Hancock has made a mockery of his own rules

26 June 2021

8:37 AM

26 June 2021

8:37 AM

How much trouble is Matt Hancock in? The Sun splashes this morning on the Health Secretary’s affair with aide Gina Coladangelo. The paper has obtained screen grabs from leaked Whitehall CCTV footage showing very little the way of social distancing.

The images are from the start of May, when laws were still in place to enforce social distancing. Hancock has issued a brief statement this morning, apologising for breaking the rules: ‘I accept that I breached the social distancing guidance. I have let people down and am very sorry. I remain focused on working to get the country out of this pandemic and would be grateful for privacy for my family on this personal matter.’

Despite the statement, the story is very unlikely to go away. Hancock is feeling the heat on two fronts: the first that he explicitly broke Covid rules, the second that Coladangelo was on the government’s payroll, receiving at least £15,000 of taxpayer money.
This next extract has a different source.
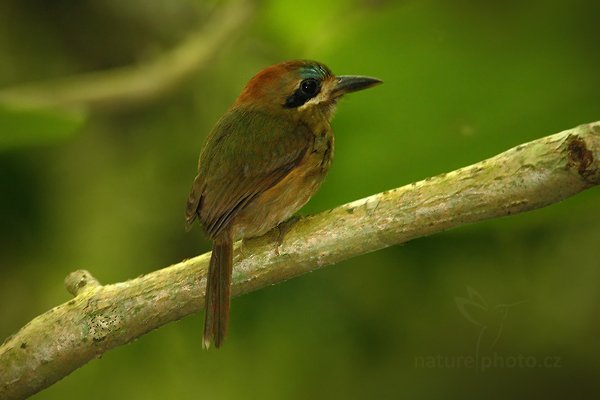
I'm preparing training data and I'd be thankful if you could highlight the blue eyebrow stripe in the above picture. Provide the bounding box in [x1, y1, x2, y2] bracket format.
[300, 64, 330, 80]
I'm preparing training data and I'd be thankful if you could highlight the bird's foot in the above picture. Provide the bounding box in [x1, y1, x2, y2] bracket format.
[274, 215, 301, 256]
As Mr Steerpike reports, there is no public record of Coladangelo’s appointment. No doubt Hancock’s team will be scrambling to find the paperwork now to show her job was all above board. Until that proof surfaces, it looks like the Labour party is going to go to town on the accusation that taxpayer funds were misallocated. Deputy Labour leader Angela Rayner is bringing up old questions about her appointment, suggesting they went unanswered then and need to be addressed now.

But it may well be that his breach of Covid rules gives Hancock the bigger headache. The footage is from 6 May when it was still illegal for couples living separately to go into each other’s homes unless they were bubbled. A casual tryst was completely off the cards. One of the most pro-lockdown ministers, the Health Secretary has favoured caution over liberty at nearly every stage of this crisis, pushing for crude laws instead of gentle guidance when it comes to the most personal and intimate aspects of our lives (Hancock himself has even given advice about who was allowed to have sex under the rules).
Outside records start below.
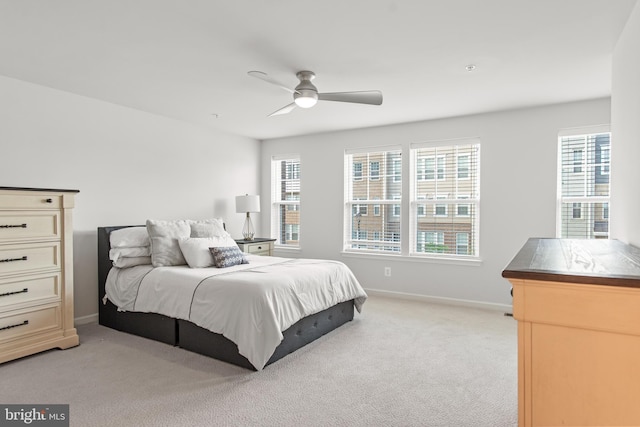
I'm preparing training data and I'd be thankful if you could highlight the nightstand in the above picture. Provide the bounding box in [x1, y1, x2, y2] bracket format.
[235, 238, 276, 256]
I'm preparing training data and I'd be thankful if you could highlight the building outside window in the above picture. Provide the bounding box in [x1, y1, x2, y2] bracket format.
[558, 128, 611, 239]
[272, 155, 300, 246]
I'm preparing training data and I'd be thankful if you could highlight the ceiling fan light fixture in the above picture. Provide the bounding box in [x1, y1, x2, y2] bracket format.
[294, 90, 318, 108]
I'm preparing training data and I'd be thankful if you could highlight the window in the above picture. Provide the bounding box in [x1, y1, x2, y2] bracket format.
[457, 154, 470, 179]
[434, 194, 448, 217]
[392, 158, 402, 182]
[393, 196, 401, 217]
[417, 196, 426, 217]
[417, 231, 445, 253]
[572, 149, 583, 173]
[370, 161, 380, 180]
[456, 233, 469, 255]
[345, 147, 402, 253]
[272, 155, 300, 246]
[600, 145, 610, 175]
[456, 195, 470, 217]
[345, 139, 480, 260]
[286, 194, 300, 211]
[353, 162, 363, 180]
[352, 203, 368, 216]
[416, 158, 429, 181]
[436, 156, 445, 180]
[286, 224, 299, 241]
[572, 203, 581, 219]
[411, 139, 480, 258]
[558, 128, 611, 239]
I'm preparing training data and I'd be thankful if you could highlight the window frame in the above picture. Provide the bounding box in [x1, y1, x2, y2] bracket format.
[344, 146, 403, 254]
[556, 126, 611, 239]
[410, 138, 481, 260]
[271, 154, 301, 248]
[343, 139, 481, 263]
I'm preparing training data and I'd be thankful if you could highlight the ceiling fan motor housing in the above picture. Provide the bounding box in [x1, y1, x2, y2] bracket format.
[294, 71, 318, 107]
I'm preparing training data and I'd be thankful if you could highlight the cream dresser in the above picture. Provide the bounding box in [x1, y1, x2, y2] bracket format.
[0, 187, 79, 363]
[503, 238, 640, 427]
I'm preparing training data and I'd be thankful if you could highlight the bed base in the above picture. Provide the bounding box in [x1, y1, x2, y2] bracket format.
[178, 300, 354, 370]
[97, 226, 355, 370]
The story fits a trend. The list of ministers who seem to think that the rules don’t apply to them (detailed in this week’s magazine) is growing. Unlike Hancock’s affair, often the behaviour isn’t explicitly against the rules: instead loopholes and exemptions are crafted to benefit those who make the laws for the rest of us. And the hypocrisy is starting to grate.
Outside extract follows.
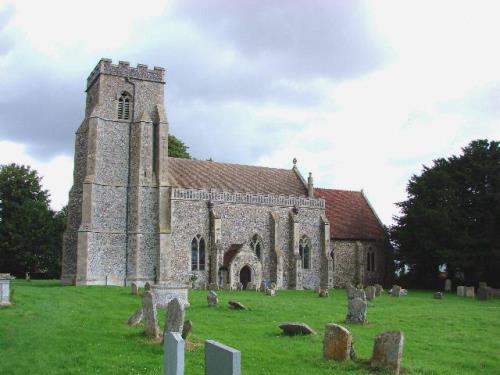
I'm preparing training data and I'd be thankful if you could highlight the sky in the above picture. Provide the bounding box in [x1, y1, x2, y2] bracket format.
[0, 0, 499, 224]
Outrage was already growing over the quarantine exemption granted to Uefa’s 2,500 VIPs, who will be flying into London for the Euro finals. In a credulity stretching claim, Grant Shapps has said that the VIPs will be part of a scientific research programme. Photos showing the G7’s barbeque haven’t gone down well either: there were no masks or social distancing in sight on the part of world leaders. ‘Was Cornwall exempt?’ jokes one government official who attended the summit. ‘There was no adherence to the rules.’ The public has clocked these inconsistencies — and with Freedom Day delayed by four weeks, tensions are building over the parallel lifestyles playing out in Covid Britain.

Hancock could find himself in a very tricky situation next week if the government doesn’t take advantage of the ‘break clause’ in the roadmap delay and opts to wait another two weeks to reopen. How will he explain this to the public, when it seems the rules stopped applying to him in the Department of Health offices months ago? Boris Johnson has accepted Matt Hancock’s apology, says No. 10. But how much longer will the public’s good will towards the government last? It’s a question Hancock may not want answered.